苦手な“左”、そのイン側のワダチを嫌って左にラインを変えた後ろから、白いリヤフェンダーを光らせたCRF150RⅡが突っ込んできた。okano師匠だ。イバMOTOの最終戦は、まだ夏の盛り。それからずっとだから・・・一緒に走るのは3ヶ月ぶりになるだろうか。肩と肩とがぶつかって、ヘルメット越しに視線が絡む。もちろん悪いのは、ラインを変えたコチラ。それでも、何かうれしくなって、キックペダルを引っぱりだす右手に力が戻ってきた。

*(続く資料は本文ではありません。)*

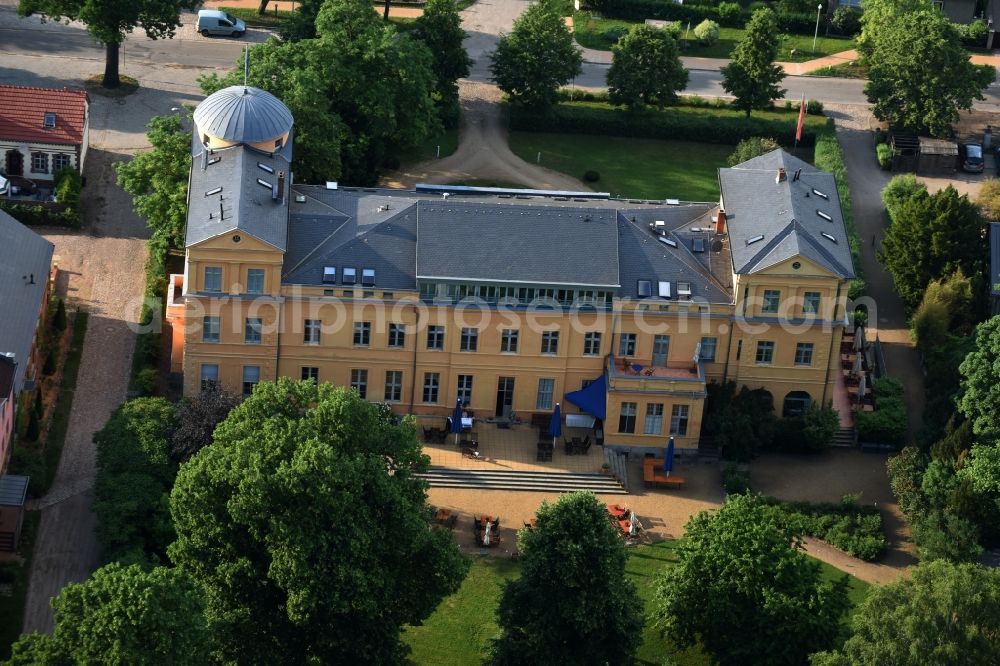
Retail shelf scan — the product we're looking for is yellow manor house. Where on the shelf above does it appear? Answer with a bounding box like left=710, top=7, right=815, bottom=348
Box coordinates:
left=167, top=86, right=854, bottom=449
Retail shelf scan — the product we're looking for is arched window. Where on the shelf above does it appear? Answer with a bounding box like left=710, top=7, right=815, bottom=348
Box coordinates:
left=781, top=391, right=812, bottom=416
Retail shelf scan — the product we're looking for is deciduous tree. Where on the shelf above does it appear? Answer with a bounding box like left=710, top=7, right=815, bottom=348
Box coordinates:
left=493, top=493, right=642, bottom=666
left=170, top=378, right=468, bottom=664
left=654, top=494, right=850, bottom=666
left=490, top=2, right=583, bottom=109
left=810, top=560, right=1000, bottom=666
left=608, top=25, right=688, bottom=111
left=721, top=9, right=785, bottom=118
left=865, top=6, right=995, bottom=137
left=17, top=0, right=190, bottom=88
left=6, top=563, right=209, bottom=666
left=115, top=115, right=191, bottom=248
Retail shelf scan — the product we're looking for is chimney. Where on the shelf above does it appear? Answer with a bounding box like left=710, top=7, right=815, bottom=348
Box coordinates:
left=715, top=213, right=726, bottom=234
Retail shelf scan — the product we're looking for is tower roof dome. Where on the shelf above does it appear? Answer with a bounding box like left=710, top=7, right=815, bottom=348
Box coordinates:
left=194, top=86, right=293, bottom=143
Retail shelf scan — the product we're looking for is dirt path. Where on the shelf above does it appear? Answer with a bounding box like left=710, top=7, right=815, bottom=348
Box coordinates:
left=382, top=81, right=590, bottom=191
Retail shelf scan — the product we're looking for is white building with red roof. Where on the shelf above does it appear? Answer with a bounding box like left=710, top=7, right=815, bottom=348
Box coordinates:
left=0, top=85, right=90, bottom=186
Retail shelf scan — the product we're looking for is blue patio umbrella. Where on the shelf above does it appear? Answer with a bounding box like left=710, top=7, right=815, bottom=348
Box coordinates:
left=663, top=437, right=674, bottom=476
left=549, top=402, right=562, bottom=448
left=450, top=398, right=462, bottom=445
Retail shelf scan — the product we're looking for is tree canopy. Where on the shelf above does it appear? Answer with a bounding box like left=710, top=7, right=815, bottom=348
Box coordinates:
left=200, top=0, right=440, bottom=185
left=654, top=494, right=850, bottom=666
left=6, top=563, right=209, bottom=666
left=115, top=115, right=191, bottom=248
left=608, top=25, right=688, bottom=110
left=878, top=185, right=987, bottom=310
left=865, top=8, right=995, bottom=137
left=721, top=9, right=785, bottom=117
left=493, top=493, right=643, bottom=666
left=169, top=376, right=468, bottom=664
left=17, top=0, right=191, bottom=88
left=810, top=560, right=1000, bottom=666
left=490, top=0, right=583, bottom=109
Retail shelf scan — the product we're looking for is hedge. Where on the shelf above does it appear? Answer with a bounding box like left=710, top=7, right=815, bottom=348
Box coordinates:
left=510, top=104, right=816, bottom=147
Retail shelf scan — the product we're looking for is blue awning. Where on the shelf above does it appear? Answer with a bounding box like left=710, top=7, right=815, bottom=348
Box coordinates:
left=563, top=375, right=608, bottom=421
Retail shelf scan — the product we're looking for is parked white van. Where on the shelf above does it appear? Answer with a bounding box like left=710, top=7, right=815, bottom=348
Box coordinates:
left=198, top=9, right=247, bottom=37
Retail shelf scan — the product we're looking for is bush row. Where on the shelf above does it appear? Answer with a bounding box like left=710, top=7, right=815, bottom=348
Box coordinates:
left=510, top=104, right=816, bottom=148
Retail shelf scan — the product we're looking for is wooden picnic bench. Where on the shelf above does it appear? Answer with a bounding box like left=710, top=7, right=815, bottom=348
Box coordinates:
left=642, top=458, right=686, bottom=488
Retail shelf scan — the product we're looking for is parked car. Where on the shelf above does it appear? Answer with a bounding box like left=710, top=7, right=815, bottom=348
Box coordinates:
left=198, top=9, right=247, bottom=37
left=961, top=143, right=986, bottom=173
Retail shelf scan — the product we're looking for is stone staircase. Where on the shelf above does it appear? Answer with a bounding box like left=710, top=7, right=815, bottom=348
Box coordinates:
left=417, top=467, right=628, bottom=495
left=831, top=428, right=858, bottom=449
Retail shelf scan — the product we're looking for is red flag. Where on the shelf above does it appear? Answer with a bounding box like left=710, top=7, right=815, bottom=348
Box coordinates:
left=795, top=95, right=806, bottom=141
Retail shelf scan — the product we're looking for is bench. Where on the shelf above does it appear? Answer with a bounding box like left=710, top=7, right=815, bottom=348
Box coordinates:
left=642, top=458, right=686, bottom=488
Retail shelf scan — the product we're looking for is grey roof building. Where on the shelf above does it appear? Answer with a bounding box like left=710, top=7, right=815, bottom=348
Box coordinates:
left=0, top=211, right=53, bottom=393
left=719, top=150, right=854, bottom=279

どこにそれほどのチカラを隠していたのか――結局、土を蹴りあげるCRFのすぐ後ろについたままで、チェッカーをくぐる。ヘルメットを脱ぎ、タオルで汗をぬぐいながら、青い空を見上げる。ひと月、季節が逆戻りして・・・10月はまだこんなに快適だったのかと、静かに瞳を閉じる。ただ、吹く風だけは冷たくて、火照ったカラダをほどよく冷ましていってくれる。

遠くのほうから、覚えのある笑い声が流れてきた。tohdohさんとも、ずいぶんひさしぶりな気がする。しばらく会わないうちに、走り方がかなり乱暴になって・・・ワタシ好みになっていた。常連の聞き慣れた声と笑顔に充ちたココは、とても居心地がイイ。瞼を少しずらして、もう一度空を見ると・・・青色に白い光が、眩しく溶けていた。